Anyone got a HDTV? If so, how many Blazer games have you watched this year in HD?


----------



## deanwoof (Mar 10, 2003)

ugly


----------



## deanwoof (Mar 10, 2003)

did the Blazers finally get their games broadcasted in HD? Cuz i know last year they didnt.


----------



## mgb (Jun 26, 2004)

Didn't realize there was a game tonite...don't look like the Blazers did either.


----------



## handclap problematic (Nov 6, 2003)

Looks like they forgot to show up......
This is looking pretty ugly so far....but hey, maybe we can pull a New Jersey and get back into this thing. Come on Blazers...show some life.

Prunetang


----------



## Yoyo (Oct 16, 2005)

Looking good SO FAR for the Warriors...

After watching the last three Warriors games...the Warriors are experts in blowing big leads (like 19 with the Clips!). We'll see how this game plays out.


----------



## handclap problematic (Nov 6, 2003)

Yeah, Portland is prety good at blowing the leads as well.....hehe 
Hopefully it is the Warriors blowing the lead in this one tonight though........ 
Prunetang


----------



## meru (Jul 2, 2003)

Is anyone able to watch this game? If so, how does Zach look?
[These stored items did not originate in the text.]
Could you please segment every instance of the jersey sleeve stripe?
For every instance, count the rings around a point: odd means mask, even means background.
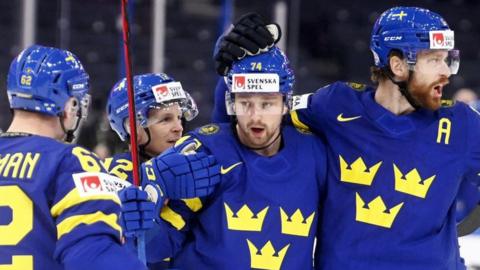
[[[118,216],[116,214],[106,215],[101,211],[97,211],[93,214],[76,215],[64,219],[57,224],[57,239],[60,239],[63,235],[71,232],[77,226],[86,224],[94,224],[96,222],[103,222],[118,231],[119,237],[122,235],[122,228],[117,223]]]
[[[203,204],[200,198],[193,198],[193,199],[183,199],[182,201],[185,202],[187,207],[192,210],[192,212],[198,212],[202,209]]]
[[[305,131],[310,131],[310,128],[304,123],[302,123],[302,121],[300,121],[300,119],[298,118],[297,111],[290,112],[290,116],[292,118],[292,123],[296,128],[299,128]]]
[[[63,213],[63,211],[67,210],[70,207],[95,200],[110,200],[118,205],[121,205],[120,199],[114,193],[89,195],[82,197],[80,196],[78,190],[74,188],[50,209],[50,213],[52,214],[52,217],[58,217]]]
[[[185,135],[183,136],[182,138],[180,138],[176,143],[175,143],[175,147],[178,147],[180,145],[182,145],[185,141],[187,141],[188,139],[190,139],[190,135]]]
[[[183,217],[180,214],[173,211],[172,208],[170,208],[168,205],[162,208],[162,211],[160,212],[160,217],[163,220],[170,223],[173,227],[175,227],[179,231],[183,227],[185,227],[185,220],[183,220]]]

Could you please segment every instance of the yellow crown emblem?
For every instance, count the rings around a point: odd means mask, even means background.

It's looking like his pathetic rebounding of last game has carried over, and his scoring has joined it so that it doesn't get lonely.


----------



## handclap problematic (Nov 6, 2003)

I am watching. The whole first unit looked like it wasnt even trying. Zach and Dixon looked probably the worst. Zach is back in now for a second stint, so we will see if he can start putting in some work. 
Prunetang


----------



## OntheRocks (Jun 15, 2005)

Yeah zach isn't hitting his shots, but he hasn't been in the game much....


----------



## Samuel (Jan 1, 2003)

Looks like Vince Carter's back is feeling a lot better tonight. 

:banana:


----------



## handclap problematic (Nov 6, 2003)

It is actually pretty amazing with as bad as we are playing we are only down by 10 points. After the second unit started scrapping, especially Telfair and Outlaw...it looks we have a little bit of flow again... but our defense is still a problem. No one is boxing out, and Patterson keeps losing his man.....

Prunetang


----------



## Samuel (Jan 1, 2003)

Prunetang said:


> It is actually pretty amazing with as bad as we are playing we are only down by 10 points. After the second unit started scrapping, especially Telfair and Outlaw...it looks we have a little bit of flow again... but our defense is still a problem. No one is boxing out, and Patterson keeps losing his man.....
> 
> Prunetang



Agreed. I still see Portland winning this game.


----------



## handclap problematic (Nov 6, 2003)

Samuel said:


> Agreed. I still see Portland winning this game.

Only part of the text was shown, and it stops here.